La mitigazione dei rischi idrogeologici necessita di ingenti risorse per la prevenzione, ben oltre quelle stanziate dal Piano. Secondo l’ISPRA il Ministero dell’Ambiente ha stanziato quasi 7 miliardi di euro in 20 anni per far fronte al dissesto idrogeologico in Italia, ma l’importo stimato per la messa in sicurezza del territorio supererebbe i 26 miliardi. Il PNRR destina 2,49 miliardi alla gestione del rischio di alluvione e alla riduzione del rischio idrogeologico, interventi eterogenei potrebbero derivare dai 6 miliardi stanziati «per la resilienza, la valorizzazione del territorio e l’efficienza energetica dei Comuni». Se il PNRR guarda al lungo periodo, queste spese sono necessarie per rendere l’Italia più sicura e resiliente ai cambiamenti climatici.

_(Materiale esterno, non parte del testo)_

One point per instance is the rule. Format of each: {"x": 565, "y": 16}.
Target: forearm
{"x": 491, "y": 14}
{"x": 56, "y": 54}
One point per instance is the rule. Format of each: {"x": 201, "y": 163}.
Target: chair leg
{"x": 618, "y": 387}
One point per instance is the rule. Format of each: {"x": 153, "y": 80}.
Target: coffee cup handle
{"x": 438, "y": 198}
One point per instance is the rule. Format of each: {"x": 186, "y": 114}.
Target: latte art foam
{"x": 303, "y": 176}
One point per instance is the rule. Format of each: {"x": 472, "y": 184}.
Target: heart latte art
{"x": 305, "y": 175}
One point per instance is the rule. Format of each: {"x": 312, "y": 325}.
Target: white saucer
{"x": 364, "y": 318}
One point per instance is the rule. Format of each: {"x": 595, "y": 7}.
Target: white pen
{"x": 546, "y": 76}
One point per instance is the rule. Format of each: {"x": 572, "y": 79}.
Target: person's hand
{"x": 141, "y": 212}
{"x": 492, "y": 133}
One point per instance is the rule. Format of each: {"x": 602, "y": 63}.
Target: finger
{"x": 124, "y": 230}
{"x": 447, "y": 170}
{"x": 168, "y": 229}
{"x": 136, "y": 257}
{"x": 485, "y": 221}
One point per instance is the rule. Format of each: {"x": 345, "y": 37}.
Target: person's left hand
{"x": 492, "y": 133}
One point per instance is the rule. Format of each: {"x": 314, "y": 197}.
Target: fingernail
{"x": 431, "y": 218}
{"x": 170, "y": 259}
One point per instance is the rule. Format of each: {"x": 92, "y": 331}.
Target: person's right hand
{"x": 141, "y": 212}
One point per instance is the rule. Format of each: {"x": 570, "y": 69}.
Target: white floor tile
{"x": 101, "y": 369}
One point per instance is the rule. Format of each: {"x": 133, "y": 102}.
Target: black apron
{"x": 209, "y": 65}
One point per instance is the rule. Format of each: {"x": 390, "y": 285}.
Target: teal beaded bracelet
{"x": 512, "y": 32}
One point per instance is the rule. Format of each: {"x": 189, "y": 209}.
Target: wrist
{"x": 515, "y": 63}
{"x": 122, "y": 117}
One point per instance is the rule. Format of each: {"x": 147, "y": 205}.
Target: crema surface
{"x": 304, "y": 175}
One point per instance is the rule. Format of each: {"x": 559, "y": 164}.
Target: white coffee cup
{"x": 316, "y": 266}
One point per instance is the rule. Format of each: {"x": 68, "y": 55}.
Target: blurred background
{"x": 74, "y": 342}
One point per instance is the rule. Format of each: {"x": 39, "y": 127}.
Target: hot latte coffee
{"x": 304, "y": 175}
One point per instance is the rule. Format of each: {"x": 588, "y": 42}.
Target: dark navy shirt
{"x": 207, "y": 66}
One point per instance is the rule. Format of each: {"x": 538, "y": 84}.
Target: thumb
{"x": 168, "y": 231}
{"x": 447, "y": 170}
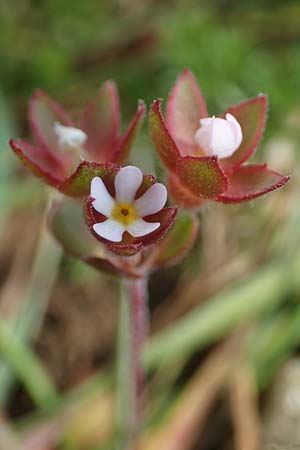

Il ruolo delle imprese nel welfare
Le imprese hanno il ruolo centrale di legare insieme la dimensione economica, sociale e ambientale della sostenibilità. È ora di sviluppare un articolato sistema di welfare, non basato esclusivamente sulla spesa pubblica e sulle grandi strutture centrali (in tema di salute, il PNRR si preoccupa soprattutto dell’ammodernamento delle tecnologie impiegate negli ospedali e di potenziare l’assistenza domiciliare), ma integrato con il welfare aziendale, punto di riferimento per dipendenti e comunità locali.
Dal Piano disegnato per la ripartenza dell’Italia traspare la consapevolezza del rischio di accentuare le disparità regionali e territoriali all'interno del paese. È necessario operare con un approccio integrato, basato sulla misurazione oggettiva degli impatti diretti e indiretti degli interventi.
Nel momento in cui il Paese sta emergendo dalla terribile crisi causata dal Covid, la ricerca di coesione sociale e territoriale dovrebbe essere il principio guida di tutte le riforme e di tutti gli investimenti imminenti.